Friday, October 25, 2013

NY Times: Accounting World, Still Resisting Sunlight

Here is an interesting article in the New York Times. 

Floyd Norris reports, "The accounting business has sometimes had an attitude of — how shall I put it? — contempt for those who would regulate it. The people who run the major firms know best, and regulators should yield to their superior judgment."

http://nyti.ms/1d3hQrO

Sunday, October 20, 2013

Forged Documents – Get Two Out of Prison - Were Risks Assessed?

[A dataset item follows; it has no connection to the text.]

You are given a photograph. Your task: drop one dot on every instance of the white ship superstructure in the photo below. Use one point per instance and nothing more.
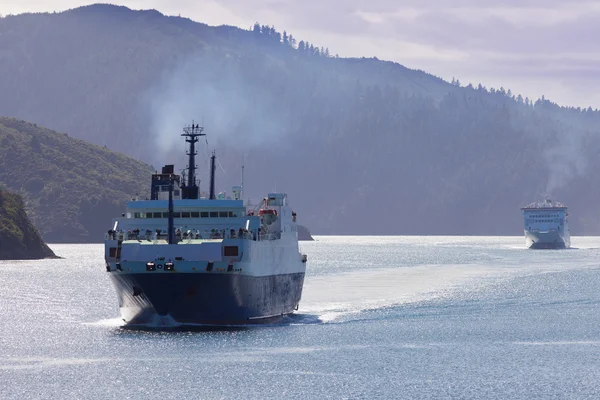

Two Florida inmates walked out of prison based on forged documents authorizing their early release from life sentences. This is an impressive prison escape and it shows the importance of an appropriate internal control system.
In a letter addressed to Florida's Circuit Court judges, Michael Crews, secretary of the Department of Corrections, writes the department would require verification of any future order from a sentencing judge that results in early release of an inmate.
The inmate will not be released until verification is received, Crews writes. "In light of the potential for fraudulent use of court papers, we believe that the additional step of providing verification of sentence modification court orders is an important safeguard in ensuring the integrity of the judicial process…"
The letter follows after the convicted murderers, Joseph Jenkins 


and Charles Walker


checked in as required by Florida law with a jail after they gained their freedom from the Franklin Correctional Institution in Carrabelle, Florida.
As I've written in previous blogs, forged documents are easy to produce. Clever individuals who understand the systems in place, and where weaknesses exist, can exploit that system.
While there will be legislative hearings on this case, based on my experience, it is likely the Department of Corrections did not formally assess the risk of this type of escape and design control systems to assure the risk was mitigated.